The path to any particular object is computed by using the SHA-1 hash of that file’s content. Once the hash is computed, git will use the first two characters as a directory name and the rest as a file name - which allows for 256 intermediate directories, and it is used to avoid having too many files in a single directory. The directory path will then be the first two characters of the hash, a directory limiter, and then the remaining part:

# path to object `e673d1b7eaa0aa01b5bc2442d570a765bdaae751` is
# `.git/objects/e6/73d1b7eaa0aa01b5bc2442d570a765bdaae751`

*Note: As of Git v2.13.0 Git does not use SHA-1 but a hardened version called New Hash that produces the exact same results while avoiding collisions generated by SHAttered attacks

To write software that runs a git program, it must be able to handle git objects. In general, all git objects share the same retrieval/storage mechanisms as well as the same header format. However, because there are multiple object types, we must implement object-specific functionality on a case by case basis. As a result, we can start with an abstracted version of a GitObject that itself can form the basis for other objects:

class GitObject(object):
    """A generic git object that can then be subclasses for specific object types, since
    every object has the same storage/retrieval mechanism."""
    repo = None
 
    def __init__(self, repo, data=None):
        self.repo = repo
 
        if data != None:
            self.deserialize(data)
 
    def serialize(self):
        """Implemented by subclasses. Reads object's contents from self.data -  a byte string - 
        and converts it to a meaningful representation, which itself depends on the subclass"""
        raise Exception("Unimplemented.")
 
    def deserialize(self, data):
        raise Exception("Unimplemented.")

Reading objects

Once we have a set of objects, a function must be created in order to retrieve and read as necessary. Consider the following function:

def object_read(repo, sha):
    """Read object {object_id} from Git repository {repo}. Return
    a GitObject whose exact type depends on the object"""
 
    path = repo_file(repo, "objects", sha[0:2], sha[2:])
 
    with open(path, "rb") as f:
        raw = zlib.decompress(f.read())
 
        # Read object type
        x = raw.find(b' ')
        fmt = raw[0:x]
 
        # Read and validate object type
        y = raw.find(b'\x00', x)
        size = int(raw[x:y].decode("ascii"))
        if size != len(raw)-y-1:
            raise Exception(f"Malformed object {sha}: bad lenght.")
 
        # Pick constructor
        if   fmt==b'commit' : c=GitCommit
        elif fmt==b'tree'   : c=GitTree
        elif fmt==b'tag'    : c=GitTag
        elif fmt==b'blob'   : c=GitBlob
        else:
            raise Exception(f"Unkown type {fmt.decode'ascii'} for object {sha}")
 
        # Call constructor and return object
        return c(repo, raw[y+1:])

The function begins by creating a path to a specific object based on the SHA-1 hash of that object. It uses the repo_file function defined earlier in the code, which itself is simply generating a path by joining the repo’s root directory, the objects directory and then a directory based on the first two characters of the objects hash as a directory plus the rest as a file name.

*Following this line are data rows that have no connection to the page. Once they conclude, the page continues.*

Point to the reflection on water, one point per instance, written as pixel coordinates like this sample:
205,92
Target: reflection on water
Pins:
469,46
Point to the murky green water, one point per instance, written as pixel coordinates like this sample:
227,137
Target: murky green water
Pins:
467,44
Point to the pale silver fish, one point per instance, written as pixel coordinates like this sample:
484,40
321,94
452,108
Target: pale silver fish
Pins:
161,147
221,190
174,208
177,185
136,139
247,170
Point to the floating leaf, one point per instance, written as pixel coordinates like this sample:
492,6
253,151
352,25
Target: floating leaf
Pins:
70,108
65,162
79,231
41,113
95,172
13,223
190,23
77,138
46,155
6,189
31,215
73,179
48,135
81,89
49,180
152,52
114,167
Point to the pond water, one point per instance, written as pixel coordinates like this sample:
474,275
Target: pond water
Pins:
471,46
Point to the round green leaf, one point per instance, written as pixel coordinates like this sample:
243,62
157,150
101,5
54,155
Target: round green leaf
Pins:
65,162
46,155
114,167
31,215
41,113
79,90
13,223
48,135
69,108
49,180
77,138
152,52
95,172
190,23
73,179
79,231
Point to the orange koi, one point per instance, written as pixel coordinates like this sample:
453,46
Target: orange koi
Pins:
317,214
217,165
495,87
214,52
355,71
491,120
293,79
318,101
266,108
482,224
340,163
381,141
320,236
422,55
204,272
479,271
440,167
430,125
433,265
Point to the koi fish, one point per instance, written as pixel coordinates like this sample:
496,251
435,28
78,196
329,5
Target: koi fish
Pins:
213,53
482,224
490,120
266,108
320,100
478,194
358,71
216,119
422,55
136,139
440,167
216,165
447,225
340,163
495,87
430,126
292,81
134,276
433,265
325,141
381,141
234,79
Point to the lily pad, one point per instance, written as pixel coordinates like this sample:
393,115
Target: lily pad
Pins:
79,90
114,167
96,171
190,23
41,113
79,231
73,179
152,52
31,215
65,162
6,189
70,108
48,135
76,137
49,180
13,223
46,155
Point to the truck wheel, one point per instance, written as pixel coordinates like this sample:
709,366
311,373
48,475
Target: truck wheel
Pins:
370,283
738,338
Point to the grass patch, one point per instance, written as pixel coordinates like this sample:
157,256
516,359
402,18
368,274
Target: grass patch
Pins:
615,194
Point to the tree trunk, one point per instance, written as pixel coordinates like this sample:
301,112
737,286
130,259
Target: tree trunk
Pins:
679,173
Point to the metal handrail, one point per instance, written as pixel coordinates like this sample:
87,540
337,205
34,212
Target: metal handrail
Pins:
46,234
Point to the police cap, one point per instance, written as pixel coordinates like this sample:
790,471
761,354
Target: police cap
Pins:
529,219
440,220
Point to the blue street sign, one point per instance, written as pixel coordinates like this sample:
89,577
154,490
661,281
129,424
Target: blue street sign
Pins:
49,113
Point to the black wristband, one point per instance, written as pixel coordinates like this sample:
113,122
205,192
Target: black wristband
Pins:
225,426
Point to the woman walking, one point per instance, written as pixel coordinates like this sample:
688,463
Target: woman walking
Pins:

Once found, this function will open that specific file in rb mode - it will be read-only and it will be read as bytes instead of trying to apply a utf-8 or other encoding to represent the string of bytes. With this, the function then uses zlib to decompress the object so that in can be processed in the following steps:

  1. Find the first empty space, b" " (0x20 in ASCII), in order to get the object’s headers and format.
  2. Then we find the null separator, b"\x00" in the byte string starting immediately after the empty space we found before.
  3. Once we found the null separator, we take everything after the headers to null and check the size as an ASCII-decoded int. This value should match the length of the commit itself
  4. Once validated we can select which object constructor subclass to use.

Writing Objects

Writing an object works in the same way as reading it, but in reverse:

def object_write(obj, actually_write=True):
    # Serialize object data
    data = obj.serialize()
    # Add header
    result = obj.fmt + b' ' + str(len(data)).encode() + b'\x00' + data
    # Compute hash
    sha = hashlib.sha1(result).hexdigest()
 
    if actually_write:
        # Compute path
        path=repo_file(obj.repo, "objects", sha[0:2], sha[2:], mkdir=actually_write)
 
        with open(path, 'wb') as f:
            # Compress and write
            f.write(zlib.compress(result))
 
    return sha
  1. We start by taking our GitObject and serialising it into a byte stream (this is to have a byte-by-byte identical copy of the object saved on the file system).
  2. We then prepend the serialised data with our format header, the empty space, b' ', the encoded length of our data, and the null separator
  3. We then take the resulting byte string and hash it with the SHA-1 algorithm
  4. Finally, we find an appropriate path for the new file and we open said file in wb (write bytes) mode. Here, we simply write the compressed result.

Packfiles

The object store that is generated with the above code is known as “loose object” storage. While good, proper Git software will implement a more efficient and complex storage mechanism called a packfile. These are a complication of various lose objects, with the caveat that some of those objects are stored as deltas (or transformations of other objects).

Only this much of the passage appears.